These targets are great! Click on this link and buy one right now. You'll use it for years and forget to thank me for the suggestion but I don't care. You'll be happy. That's what matters!




8 comments:

Butch said...

This many stars: **********. A classic post. Profoundly useful. Hope to see it once a year. This is bedrock info for doing it right on any job. Now if I can just persuade the lighting folks at our school's annual mega theater production to keep the lights at one setting. But I jest. Thanks for this.

amolitor said...

The attached photos suggest a market for nice dressy white balance target shirts.

Kirk Tuck said...

Andrew, Interesting product concept. We'd need to find a source of white shirts that have not been treated with optical brighteners and UV brighteners; there are so many white materials that have been so treated that they fluoresce, have magnets casts, etc. Probably worse to use an unknown "white" source than just defaulting to AWB. When do we get together to launch the White Balance Shirts.
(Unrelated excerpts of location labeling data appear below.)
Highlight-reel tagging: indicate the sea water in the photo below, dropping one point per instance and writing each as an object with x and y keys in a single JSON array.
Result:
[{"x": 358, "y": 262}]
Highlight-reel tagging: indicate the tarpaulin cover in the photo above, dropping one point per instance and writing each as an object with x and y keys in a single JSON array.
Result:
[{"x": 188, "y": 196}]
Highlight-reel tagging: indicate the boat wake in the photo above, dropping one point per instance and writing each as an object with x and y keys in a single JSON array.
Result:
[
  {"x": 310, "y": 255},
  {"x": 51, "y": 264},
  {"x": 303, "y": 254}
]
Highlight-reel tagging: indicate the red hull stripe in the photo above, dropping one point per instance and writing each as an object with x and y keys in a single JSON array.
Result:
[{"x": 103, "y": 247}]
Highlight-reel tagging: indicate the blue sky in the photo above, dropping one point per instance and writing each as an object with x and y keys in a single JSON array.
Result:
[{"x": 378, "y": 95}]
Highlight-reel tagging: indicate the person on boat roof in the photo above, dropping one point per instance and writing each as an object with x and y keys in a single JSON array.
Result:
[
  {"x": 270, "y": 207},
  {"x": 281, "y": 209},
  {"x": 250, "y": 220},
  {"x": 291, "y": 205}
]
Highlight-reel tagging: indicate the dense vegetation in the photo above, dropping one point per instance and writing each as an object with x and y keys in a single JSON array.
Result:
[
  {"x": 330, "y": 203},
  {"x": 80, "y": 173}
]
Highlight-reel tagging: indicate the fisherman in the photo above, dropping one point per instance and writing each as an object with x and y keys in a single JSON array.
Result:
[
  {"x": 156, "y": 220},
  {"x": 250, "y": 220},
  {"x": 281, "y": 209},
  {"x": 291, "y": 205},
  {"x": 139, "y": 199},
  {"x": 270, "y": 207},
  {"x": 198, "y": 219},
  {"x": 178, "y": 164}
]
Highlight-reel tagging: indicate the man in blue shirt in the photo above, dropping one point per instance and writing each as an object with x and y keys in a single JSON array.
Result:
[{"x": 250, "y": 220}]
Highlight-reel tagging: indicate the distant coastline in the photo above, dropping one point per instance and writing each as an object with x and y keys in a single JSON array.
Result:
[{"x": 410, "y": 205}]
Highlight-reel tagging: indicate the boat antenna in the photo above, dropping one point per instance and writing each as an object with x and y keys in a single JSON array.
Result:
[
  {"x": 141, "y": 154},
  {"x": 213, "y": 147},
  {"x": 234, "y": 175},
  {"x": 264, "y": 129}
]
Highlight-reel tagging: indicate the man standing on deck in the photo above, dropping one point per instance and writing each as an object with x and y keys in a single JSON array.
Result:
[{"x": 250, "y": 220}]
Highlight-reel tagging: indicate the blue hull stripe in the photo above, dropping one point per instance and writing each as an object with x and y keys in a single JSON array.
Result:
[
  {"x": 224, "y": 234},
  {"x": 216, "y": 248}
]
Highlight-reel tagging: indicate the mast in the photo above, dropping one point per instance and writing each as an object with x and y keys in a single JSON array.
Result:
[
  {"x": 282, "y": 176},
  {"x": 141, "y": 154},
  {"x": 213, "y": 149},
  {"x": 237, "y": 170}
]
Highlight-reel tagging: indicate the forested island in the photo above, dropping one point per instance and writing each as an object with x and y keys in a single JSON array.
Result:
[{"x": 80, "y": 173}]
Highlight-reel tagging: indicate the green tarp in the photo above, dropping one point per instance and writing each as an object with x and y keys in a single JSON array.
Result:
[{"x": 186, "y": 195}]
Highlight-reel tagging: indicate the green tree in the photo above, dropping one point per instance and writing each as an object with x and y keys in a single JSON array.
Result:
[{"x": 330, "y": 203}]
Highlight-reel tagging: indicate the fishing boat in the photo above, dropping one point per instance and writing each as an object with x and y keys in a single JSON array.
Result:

Product extensions might include: White Balance Hats, White Balance Camera Bags, even White Balance Frisbees!!!? And I have often wondered if the Horizon Organic Half and Half I put in my coffee is color neutral...

Mike Rosiak said...

When I set white balance using a small target (about index card size) I get the camera really close so it's not reading other areas. What is your camera proximity using the Lastolite?

PStu said...

How about a camera bag where the lining of the top flap is an 18% neutral gray fabric? That might work for photographers who are moving more quickly and don't have an assistant to hold up the Lastolite AWB target?

Kirk Tuck said...

Mike, with the Sonys, in the white balance setting mode, there is a small, round spot target in the center the finder. You need only get that circle over the white target to take the reading. You could zoom in with a longer lens from across the room and still get only white target. No need to fill the entire frame. (+1 for Sony's method).

Merle Hall said...

Wearable is being done: http://www.cooph.com/about/news/detail/article/dont-sweat-it-its-a-gray-chart-you-can-wear.html

...if you like hats. Maybe they have other articles of gray chart clothing, I didn't look.

Merle

Gordon R. Brown said...

The hat with the 18-percent gray interior is only 39 Euros. That's a bit over $43 in U.S. dollars. I didn't go further to look at the shipping charges.

If the hat had a red Leica dot, the hat would be even pricier. And yes, I do use a Leica; and no, I didn't purchase it new.